ALL eyes in British politics last week were on David Miliband to see if the former Foreign Secretary would take an early bath after being beaten in the race for the leadership of the Labour Party by his younger brother Ed. In the event, Miliband the Elder did just that, thus bringing to an untimely end the career of one of the most adroit figures on the Left of UK politics since the departure of Tony Blair. (Not a very crowded field, admittedly.)
Behind the scenes, a smaller, but equally intriguing, drama was being played out. Ed Miliband happens to be the first leader of a major party in Britain to be living in sin, as they used to say in the good old days, with a woman who is not his wife.
What's more, they have a child together, 16-month-old Daniel, and another on the way before Christmas. Cue a slew of over-excited headlines. It all looked terribly passe when viewed from this side of the Irish Sea. Unmarried politicians? Pah. Bertie Ahern and Celia Larkin were out and proud about their informal relationship for years. We didn't bat an eyelid over here.
Nor would most ordinary Brits, probably, if given half a chance. But the journalists just won't let this one go, especially when it subsequently emerged that Ed Miliband wasn't named as the father on his son's birth certificate. There was no suggestion he isn't the biological father, simply that he hadn't got around to signing on the dotted line yet, or didn't consider it important enough to make space in his diary.
It was curious, certainly, because most parents take such matters quite seriously, and if you're not married to the mother of your children and don't get your name down in black and white, then a father has shockingly few rights under the law; but with Ed promising to catch up on the paperwork once his second child put in an appearance, it wasn't likely to cause an electoral earthquake.
You can bet your bottom dollar that he will, too, now that the beady eyes of the country's scribblers will be trained on his every move.
It would be terrific if Ed Miliband had had the chutzpah to say: "To hell with the lot of you, I'm not doing it. Stick that in your weekly column and smoke it!"
Unmarried parents everywhere were urging him on to do it, and stand to be bitterly disappointed when he doesn't.
Because of course he won't, for the same reason that he hasn't got married to environmental barrister (whatever that is) Justine Thornton during their five years together. Because being a politician comes first and always will.

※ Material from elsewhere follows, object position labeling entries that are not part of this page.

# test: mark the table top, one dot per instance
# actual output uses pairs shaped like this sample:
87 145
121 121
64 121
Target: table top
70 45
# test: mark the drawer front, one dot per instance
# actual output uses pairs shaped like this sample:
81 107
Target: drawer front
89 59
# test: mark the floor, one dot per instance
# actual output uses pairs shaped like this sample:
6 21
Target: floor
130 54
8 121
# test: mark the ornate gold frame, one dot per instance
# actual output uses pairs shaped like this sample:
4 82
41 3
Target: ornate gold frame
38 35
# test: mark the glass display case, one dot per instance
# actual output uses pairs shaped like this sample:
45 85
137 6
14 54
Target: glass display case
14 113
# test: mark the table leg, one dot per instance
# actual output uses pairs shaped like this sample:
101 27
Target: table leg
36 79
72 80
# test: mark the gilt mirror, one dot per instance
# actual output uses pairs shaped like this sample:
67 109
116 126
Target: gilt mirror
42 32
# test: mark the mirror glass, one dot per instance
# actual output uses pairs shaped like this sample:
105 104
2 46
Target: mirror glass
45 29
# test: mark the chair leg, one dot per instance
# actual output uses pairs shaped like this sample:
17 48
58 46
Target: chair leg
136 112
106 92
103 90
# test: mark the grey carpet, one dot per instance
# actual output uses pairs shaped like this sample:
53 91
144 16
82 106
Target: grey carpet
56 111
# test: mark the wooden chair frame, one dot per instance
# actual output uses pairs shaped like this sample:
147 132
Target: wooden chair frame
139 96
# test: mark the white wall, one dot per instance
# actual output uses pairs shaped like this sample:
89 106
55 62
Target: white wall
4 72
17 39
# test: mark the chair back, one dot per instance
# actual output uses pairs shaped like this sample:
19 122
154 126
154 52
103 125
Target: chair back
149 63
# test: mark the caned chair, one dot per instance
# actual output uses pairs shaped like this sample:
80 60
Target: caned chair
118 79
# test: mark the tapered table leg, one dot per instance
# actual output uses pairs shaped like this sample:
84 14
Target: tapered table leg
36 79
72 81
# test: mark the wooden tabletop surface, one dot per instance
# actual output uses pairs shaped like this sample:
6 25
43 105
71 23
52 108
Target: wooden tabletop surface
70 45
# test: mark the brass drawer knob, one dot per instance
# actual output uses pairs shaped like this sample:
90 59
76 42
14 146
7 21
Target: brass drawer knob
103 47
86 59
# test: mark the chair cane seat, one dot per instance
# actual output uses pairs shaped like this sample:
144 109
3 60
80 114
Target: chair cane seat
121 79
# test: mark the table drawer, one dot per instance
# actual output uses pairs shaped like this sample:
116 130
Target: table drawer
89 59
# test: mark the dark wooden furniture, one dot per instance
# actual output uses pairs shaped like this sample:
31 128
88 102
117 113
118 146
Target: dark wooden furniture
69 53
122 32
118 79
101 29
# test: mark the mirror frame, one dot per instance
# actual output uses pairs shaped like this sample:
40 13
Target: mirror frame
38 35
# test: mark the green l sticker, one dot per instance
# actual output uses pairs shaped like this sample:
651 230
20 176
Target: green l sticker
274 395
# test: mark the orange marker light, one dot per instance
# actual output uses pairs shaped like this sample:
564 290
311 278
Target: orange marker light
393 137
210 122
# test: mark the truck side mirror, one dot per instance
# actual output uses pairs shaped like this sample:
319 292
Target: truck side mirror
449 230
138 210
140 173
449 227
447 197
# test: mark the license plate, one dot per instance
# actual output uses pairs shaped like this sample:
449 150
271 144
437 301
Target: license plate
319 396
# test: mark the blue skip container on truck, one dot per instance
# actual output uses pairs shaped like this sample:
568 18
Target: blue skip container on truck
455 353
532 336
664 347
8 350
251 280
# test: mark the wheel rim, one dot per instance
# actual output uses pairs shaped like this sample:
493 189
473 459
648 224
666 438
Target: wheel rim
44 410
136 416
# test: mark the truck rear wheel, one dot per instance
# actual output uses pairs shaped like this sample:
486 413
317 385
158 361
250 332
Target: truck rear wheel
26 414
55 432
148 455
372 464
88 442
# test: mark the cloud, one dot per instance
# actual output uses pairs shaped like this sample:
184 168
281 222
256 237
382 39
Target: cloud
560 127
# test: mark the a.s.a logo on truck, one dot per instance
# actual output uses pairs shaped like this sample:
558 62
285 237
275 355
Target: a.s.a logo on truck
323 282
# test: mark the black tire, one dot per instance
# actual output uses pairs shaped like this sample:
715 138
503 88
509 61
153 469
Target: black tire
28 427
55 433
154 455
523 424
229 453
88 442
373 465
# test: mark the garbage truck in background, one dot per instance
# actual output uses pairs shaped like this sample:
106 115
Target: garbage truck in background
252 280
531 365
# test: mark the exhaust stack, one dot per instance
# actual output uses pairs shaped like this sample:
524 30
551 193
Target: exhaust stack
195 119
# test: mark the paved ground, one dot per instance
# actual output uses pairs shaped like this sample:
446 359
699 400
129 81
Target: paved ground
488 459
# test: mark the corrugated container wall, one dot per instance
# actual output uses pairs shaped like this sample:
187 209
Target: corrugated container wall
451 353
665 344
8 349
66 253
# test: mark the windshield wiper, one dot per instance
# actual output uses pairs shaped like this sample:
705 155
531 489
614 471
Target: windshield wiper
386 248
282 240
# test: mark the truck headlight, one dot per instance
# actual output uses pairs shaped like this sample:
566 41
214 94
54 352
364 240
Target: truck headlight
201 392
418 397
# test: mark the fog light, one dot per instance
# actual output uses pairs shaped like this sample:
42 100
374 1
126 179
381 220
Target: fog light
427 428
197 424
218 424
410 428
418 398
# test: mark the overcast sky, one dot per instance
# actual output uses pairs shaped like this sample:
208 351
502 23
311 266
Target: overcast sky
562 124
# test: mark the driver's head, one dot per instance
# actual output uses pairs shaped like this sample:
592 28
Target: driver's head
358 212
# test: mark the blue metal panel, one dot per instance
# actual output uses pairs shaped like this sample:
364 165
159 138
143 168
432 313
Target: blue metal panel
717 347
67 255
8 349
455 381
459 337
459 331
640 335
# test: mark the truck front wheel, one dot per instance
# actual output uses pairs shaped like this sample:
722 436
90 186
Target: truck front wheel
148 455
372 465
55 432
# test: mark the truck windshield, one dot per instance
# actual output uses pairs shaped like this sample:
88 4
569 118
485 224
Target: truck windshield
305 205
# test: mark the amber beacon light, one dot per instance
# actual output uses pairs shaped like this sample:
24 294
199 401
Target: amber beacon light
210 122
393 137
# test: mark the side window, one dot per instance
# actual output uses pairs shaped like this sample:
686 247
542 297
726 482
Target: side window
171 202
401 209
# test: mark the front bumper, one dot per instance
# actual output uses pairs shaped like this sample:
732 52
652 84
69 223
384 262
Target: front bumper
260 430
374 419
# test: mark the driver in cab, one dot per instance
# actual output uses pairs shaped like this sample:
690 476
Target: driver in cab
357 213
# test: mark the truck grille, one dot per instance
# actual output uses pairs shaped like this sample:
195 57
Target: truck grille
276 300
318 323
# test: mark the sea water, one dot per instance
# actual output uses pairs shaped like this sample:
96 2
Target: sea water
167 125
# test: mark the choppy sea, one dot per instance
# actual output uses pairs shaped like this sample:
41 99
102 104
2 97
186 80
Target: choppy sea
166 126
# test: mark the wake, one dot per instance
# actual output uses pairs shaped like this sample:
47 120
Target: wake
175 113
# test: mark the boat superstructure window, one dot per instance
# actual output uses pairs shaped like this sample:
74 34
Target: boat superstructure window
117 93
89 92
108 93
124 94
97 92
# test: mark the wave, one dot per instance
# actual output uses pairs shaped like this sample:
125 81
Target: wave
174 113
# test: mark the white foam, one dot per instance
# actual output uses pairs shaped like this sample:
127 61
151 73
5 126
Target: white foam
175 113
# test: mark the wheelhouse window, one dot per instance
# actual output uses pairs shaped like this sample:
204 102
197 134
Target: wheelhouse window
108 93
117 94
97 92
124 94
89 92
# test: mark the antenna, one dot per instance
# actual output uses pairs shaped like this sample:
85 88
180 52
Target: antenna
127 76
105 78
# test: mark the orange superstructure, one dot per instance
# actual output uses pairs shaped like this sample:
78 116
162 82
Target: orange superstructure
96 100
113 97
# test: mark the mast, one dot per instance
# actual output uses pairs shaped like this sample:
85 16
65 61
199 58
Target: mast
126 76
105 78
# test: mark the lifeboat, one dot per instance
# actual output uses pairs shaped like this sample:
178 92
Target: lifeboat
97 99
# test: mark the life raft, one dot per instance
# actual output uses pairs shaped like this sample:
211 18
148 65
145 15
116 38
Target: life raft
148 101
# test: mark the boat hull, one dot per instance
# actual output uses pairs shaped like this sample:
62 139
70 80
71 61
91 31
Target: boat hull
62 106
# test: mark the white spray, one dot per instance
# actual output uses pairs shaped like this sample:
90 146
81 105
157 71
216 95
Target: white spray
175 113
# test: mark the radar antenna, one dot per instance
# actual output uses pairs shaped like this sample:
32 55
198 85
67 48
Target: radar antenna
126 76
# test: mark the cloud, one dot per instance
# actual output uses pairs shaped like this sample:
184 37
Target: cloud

That sentimental hooey which former Prime Minister Gordon Brown came out with when leaving Downing Street about how being a father was the most important job of all -- that's just what you say when you've lost. A broken David Miliband waffled in much the same way about his own wife and two adopted sons when he announced his departure from the Labour front bench last week. Ed will have plenty of time for the same act when his own downfall inevitably comes.
In the meantime, there are elections to be won, which is why there are already rumours that a tying of the knot between Ed and Justine may be on the cards sooner rather than later. Most voters couldn't care less, but what if there were a few who did? What if they could swing the vote in a crucial marginal? Why take the risk? Better start printing those invitations.
What's weird is that the move is urged on Miliband by those who say he is dishonouring the institution of marriage by not being part of it, when it is marrying for political convenience which would be the ultimate disrespect.
It's not his morals that should cause alarm so much as this tawdry air of opportunism. He's already done the classic metropolitan elite thing of sounding, in the past, more bullish about his unmarried status in left-wing publications than he has since in newspapers with a more right-wing bias -- echoing Tony Blair's excruciating faux pas as Prime Minister when he was
asked by the local paper in his working-class North East constituency what his favourite meal was and answered fish and chips, while telling a similar publication in the cosmopolitan North London district where he actually lived that it was rocket and walnut salad. Didn't Red Ed learn the lesson? Liars need to be consistent.
Miliband then had to compound the offence by coming out with some tosh about how he hadn't got around to marriage yet because politics had "got in the way", and he'd been too busy, first with the Copenhagen climate change summit, then with the general election, then the Labour leadership contest. As lame excuses go, that one was a doozy.
"If anyone here knows just impediment why these two people should not be joined together in holy matrimony, speak now or forever hold your peace."
"Yes -- the ice caps are melting!"
It'd be easier to have respect for him if he just told journalists to mind their own business. If what he said about being too busy was true, after all, it follows that he's going to have even less time on his hands now that he's leader of Her Majesty's Opposition. Then he wouldn't have to endure such cringe-making episodes as the interview on ITV's breakfast show, Daybreak, last week where the presenter invited him to propose to his partner live on air. Even political opportunists have to draw the line somewhere. The more Ed Miliband throws out hints about how he's just waiting for the right moment, however, the more he's inviting media speculation on when that will be.
Or perhaps he'd secretly prefer that, since it distracts attention from his outdated 'tax the rich and pamper the trade unions' tendencies, and the strange ideological deadness behind his eyes that it's possible to glimpse when he forgets to hide it. You can't have it both ways.
Modern society may be more than liberal and funky enough not to care about the personal lives of its leaders, but the real question is why a society which has thrown off such shackles of old thinking would want to join Red Ed back in the socialist time machine.